Wednesday, March 25, 2009

East Timor Assembly Rejects Gay Protections

Gay Today

January 2, 2002

by Rex Wockner, International News Report
The new Constituent Assembly of East Timor voted to remove gay protections from the new nation's draft constitution December 13, PortugalGay.PT reported.

Fifty-two of the legislature's 88 members specifically voted to exclude "sexual orientation" from an antidiscrimination clause. Discrimination will be banned based on "color, race, gender, marital status, ethnic origin, economic or social status, beliefs or ideology, politics, religion, education, and mental or physical condition."

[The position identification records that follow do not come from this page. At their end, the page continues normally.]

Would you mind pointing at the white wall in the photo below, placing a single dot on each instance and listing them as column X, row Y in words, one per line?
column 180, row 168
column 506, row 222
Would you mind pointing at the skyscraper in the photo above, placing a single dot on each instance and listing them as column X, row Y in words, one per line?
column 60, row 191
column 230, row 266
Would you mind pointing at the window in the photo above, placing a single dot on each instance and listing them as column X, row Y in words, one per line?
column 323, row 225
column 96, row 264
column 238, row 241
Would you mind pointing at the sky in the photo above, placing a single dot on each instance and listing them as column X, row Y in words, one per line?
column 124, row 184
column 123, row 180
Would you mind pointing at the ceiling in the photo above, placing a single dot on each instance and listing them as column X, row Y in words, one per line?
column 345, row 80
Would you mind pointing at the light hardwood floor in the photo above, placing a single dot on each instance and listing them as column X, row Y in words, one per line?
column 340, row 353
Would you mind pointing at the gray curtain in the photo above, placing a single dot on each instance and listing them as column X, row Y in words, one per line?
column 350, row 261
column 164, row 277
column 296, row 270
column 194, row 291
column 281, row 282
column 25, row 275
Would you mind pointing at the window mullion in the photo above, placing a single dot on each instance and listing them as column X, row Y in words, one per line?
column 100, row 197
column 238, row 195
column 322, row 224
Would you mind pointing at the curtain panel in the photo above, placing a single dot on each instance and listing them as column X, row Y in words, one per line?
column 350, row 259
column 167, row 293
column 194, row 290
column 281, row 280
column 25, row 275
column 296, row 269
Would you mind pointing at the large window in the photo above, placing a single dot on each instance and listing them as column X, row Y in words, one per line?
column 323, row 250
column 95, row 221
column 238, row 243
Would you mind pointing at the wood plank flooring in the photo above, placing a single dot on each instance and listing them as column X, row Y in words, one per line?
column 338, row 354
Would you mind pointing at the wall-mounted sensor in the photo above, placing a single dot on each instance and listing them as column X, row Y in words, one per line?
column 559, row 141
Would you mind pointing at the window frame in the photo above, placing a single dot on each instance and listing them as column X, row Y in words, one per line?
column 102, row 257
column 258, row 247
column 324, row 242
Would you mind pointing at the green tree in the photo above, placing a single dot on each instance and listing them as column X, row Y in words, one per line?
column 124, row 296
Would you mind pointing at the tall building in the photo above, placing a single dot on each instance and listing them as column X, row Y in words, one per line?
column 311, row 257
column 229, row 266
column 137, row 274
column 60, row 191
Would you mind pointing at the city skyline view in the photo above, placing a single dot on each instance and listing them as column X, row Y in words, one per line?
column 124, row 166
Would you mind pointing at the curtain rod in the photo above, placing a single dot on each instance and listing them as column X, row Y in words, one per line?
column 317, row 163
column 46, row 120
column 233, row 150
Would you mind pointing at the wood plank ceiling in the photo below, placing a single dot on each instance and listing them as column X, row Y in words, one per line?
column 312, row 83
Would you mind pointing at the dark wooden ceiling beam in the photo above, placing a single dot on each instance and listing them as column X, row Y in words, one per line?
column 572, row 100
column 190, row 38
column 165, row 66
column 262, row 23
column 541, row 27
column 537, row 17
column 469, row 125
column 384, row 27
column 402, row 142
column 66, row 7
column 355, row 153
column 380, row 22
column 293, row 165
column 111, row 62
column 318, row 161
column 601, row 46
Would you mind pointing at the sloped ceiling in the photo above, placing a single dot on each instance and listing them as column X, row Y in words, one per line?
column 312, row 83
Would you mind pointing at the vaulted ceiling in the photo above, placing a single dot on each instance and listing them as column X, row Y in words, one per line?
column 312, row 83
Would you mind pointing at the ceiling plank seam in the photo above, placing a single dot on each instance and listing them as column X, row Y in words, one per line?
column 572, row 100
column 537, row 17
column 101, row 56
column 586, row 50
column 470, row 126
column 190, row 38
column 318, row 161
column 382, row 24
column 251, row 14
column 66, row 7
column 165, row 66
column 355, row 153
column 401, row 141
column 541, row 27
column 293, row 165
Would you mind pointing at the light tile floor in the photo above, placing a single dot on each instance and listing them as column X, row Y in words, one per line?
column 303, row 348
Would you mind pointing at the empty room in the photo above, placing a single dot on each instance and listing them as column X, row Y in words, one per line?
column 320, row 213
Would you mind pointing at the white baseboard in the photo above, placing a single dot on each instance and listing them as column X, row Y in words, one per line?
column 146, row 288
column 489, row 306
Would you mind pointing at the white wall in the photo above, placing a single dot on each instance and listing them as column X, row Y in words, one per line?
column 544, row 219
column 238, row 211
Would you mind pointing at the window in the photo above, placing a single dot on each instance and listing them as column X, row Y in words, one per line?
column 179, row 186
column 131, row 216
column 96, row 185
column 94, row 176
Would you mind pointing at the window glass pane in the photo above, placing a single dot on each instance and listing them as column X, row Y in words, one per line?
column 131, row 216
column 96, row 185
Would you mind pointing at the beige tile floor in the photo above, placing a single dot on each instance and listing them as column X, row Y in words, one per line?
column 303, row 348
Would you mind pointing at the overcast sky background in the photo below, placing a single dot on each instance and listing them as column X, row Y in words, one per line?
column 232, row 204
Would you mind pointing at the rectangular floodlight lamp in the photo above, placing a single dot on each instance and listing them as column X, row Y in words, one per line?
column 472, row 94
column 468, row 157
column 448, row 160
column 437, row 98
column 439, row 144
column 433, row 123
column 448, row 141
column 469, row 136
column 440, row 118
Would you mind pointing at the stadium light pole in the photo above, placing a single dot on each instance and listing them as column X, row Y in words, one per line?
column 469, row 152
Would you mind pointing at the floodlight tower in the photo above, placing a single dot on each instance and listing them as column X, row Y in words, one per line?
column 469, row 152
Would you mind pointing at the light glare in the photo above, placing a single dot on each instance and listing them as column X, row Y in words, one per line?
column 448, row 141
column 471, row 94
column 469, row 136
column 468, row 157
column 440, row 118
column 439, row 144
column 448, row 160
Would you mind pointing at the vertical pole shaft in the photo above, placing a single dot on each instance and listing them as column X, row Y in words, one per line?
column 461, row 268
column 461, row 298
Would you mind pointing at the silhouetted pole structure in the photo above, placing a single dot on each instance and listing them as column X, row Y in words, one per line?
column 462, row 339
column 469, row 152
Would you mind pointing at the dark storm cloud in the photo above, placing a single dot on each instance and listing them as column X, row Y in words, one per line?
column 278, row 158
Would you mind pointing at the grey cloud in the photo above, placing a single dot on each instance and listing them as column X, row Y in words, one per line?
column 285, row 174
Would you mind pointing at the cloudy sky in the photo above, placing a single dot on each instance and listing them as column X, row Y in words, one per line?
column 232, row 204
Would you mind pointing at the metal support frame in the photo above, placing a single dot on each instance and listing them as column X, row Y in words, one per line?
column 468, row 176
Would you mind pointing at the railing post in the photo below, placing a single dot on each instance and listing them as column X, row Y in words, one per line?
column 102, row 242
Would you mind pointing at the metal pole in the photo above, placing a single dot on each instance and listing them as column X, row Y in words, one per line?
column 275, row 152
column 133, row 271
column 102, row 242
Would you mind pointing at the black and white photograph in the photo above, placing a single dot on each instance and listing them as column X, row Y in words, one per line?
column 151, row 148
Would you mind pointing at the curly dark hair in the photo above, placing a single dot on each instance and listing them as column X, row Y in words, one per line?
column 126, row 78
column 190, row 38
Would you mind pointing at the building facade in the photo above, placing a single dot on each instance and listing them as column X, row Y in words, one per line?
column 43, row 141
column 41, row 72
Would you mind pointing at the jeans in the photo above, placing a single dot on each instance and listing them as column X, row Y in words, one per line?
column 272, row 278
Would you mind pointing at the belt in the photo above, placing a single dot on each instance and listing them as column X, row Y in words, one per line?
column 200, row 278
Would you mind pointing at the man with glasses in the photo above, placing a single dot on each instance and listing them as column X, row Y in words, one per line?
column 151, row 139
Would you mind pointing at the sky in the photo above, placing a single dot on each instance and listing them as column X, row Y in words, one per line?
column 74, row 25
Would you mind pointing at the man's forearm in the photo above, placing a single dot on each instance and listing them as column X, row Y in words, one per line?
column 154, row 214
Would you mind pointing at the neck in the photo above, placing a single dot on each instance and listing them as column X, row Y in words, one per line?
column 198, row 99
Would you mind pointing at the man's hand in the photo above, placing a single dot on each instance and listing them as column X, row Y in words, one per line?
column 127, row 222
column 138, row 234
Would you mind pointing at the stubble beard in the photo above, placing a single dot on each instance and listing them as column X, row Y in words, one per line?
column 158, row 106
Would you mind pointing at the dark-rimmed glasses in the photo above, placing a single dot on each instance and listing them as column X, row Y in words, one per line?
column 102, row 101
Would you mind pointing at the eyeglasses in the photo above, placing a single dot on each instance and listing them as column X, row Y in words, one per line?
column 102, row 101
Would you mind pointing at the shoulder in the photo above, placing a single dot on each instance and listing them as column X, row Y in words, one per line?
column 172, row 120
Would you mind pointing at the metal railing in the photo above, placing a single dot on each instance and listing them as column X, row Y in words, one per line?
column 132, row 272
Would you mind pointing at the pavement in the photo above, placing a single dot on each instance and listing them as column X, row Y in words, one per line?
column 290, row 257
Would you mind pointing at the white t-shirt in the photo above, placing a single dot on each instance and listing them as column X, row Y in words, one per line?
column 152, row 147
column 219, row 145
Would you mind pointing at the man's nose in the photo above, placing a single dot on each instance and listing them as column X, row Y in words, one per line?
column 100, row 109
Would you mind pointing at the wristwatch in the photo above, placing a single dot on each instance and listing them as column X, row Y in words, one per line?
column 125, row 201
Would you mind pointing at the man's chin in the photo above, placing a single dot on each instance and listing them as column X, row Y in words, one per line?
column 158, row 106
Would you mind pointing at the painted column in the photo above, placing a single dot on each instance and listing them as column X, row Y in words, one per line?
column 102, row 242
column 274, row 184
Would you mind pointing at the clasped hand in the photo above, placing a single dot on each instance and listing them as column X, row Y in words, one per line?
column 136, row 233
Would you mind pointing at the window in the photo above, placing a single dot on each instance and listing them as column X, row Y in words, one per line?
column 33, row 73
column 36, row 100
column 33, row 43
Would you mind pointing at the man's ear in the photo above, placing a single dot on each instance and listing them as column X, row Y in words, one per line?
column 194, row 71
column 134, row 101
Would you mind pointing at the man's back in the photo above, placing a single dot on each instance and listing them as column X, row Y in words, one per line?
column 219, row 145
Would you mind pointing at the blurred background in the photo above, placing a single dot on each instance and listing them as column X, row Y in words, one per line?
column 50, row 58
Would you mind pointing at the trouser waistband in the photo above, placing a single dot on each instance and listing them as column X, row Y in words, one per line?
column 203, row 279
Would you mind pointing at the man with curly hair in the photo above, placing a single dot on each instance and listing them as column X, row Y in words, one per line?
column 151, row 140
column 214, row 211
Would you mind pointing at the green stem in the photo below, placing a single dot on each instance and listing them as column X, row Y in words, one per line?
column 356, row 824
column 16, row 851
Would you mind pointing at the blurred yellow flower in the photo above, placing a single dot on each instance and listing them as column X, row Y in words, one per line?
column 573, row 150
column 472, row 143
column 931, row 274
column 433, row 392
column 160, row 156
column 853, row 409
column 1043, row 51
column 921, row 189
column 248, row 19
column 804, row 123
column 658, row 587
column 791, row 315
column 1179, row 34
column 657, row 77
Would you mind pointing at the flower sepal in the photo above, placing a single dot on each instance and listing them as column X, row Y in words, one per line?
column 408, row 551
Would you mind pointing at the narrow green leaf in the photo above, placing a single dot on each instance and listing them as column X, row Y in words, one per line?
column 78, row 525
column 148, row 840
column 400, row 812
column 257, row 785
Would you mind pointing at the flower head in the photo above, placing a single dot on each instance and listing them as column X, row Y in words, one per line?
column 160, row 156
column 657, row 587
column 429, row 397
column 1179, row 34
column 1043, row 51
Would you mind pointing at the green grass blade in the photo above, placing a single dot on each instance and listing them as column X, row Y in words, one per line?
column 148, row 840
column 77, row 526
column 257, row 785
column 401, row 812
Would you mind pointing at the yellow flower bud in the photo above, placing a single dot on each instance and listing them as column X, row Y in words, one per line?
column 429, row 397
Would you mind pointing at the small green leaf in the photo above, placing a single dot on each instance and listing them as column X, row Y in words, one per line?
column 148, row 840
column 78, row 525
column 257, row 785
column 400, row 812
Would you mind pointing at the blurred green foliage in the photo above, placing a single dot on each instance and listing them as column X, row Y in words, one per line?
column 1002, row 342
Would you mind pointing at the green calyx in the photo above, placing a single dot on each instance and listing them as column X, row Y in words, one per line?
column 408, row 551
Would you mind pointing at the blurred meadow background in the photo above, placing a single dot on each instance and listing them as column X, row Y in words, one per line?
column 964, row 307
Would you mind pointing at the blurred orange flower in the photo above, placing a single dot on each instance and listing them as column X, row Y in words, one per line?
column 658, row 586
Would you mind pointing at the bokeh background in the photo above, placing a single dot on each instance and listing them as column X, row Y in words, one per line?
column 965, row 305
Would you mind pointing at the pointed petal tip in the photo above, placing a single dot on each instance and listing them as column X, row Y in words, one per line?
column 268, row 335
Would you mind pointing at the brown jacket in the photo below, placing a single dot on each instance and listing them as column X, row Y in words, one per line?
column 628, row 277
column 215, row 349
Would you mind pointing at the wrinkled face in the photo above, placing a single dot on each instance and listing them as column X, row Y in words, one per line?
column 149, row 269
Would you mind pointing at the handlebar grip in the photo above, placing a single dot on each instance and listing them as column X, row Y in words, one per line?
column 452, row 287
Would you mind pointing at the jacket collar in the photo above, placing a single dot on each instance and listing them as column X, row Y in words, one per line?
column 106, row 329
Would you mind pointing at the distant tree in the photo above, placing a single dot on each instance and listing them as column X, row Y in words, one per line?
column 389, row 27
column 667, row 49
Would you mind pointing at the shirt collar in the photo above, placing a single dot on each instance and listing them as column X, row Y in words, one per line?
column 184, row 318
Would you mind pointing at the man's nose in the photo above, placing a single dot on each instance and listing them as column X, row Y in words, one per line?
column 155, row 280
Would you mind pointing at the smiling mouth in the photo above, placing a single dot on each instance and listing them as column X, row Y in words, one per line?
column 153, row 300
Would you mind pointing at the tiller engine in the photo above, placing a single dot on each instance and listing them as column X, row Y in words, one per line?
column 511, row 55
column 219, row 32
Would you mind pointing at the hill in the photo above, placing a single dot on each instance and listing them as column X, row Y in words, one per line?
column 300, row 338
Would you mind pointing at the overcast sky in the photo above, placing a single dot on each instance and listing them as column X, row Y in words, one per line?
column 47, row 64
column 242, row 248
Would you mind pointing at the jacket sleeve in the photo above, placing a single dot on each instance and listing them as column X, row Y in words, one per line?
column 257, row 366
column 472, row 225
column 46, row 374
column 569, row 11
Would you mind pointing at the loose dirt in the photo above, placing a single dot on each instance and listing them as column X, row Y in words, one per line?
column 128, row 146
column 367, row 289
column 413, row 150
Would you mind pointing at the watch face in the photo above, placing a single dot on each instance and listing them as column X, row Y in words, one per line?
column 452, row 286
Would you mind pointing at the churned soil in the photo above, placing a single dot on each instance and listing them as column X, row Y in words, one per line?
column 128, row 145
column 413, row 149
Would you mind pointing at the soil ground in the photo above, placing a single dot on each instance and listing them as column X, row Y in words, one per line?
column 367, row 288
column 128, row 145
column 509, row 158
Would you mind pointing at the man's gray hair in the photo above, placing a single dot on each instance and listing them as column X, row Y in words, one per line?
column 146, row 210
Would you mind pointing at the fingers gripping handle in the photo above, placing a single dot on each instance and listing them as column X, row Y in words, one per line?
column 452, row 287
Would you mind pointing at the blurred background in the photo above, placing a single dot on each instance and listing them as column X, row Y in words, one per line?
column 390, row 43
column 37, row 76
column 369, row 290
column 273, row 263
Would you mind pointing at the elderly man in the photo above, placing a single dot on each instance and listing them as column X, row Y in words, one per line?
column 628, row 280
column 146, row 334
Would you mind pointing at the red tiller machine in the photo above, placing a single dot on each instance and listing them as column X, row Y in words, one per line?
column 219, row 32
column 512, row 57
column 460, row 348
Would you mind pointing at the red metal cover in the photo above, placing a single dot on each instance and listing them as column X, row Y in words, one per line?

One member of the assembly, João Carrascalão, called homosexuality "an illness" and "an anomaly" and said protecting gays would create "social chaos." Another member said the only homosexuals in East Timor are foreigners.

The people of East Timor voted for independence from Indonesia in 1999. In response, according to, "Indonesian-trained militia in the country were unleashed across the country massacring civilians, cutting power and water lines, and burning 85 percent of the buildings in the country, including virtually all schools and nearly all businesses."

The nation is presently under UN protection, governed by a UN Transitional Authority. Power will be handed over on May 20, 2002. Members of the Constituent Assembly were elected by voters this past August.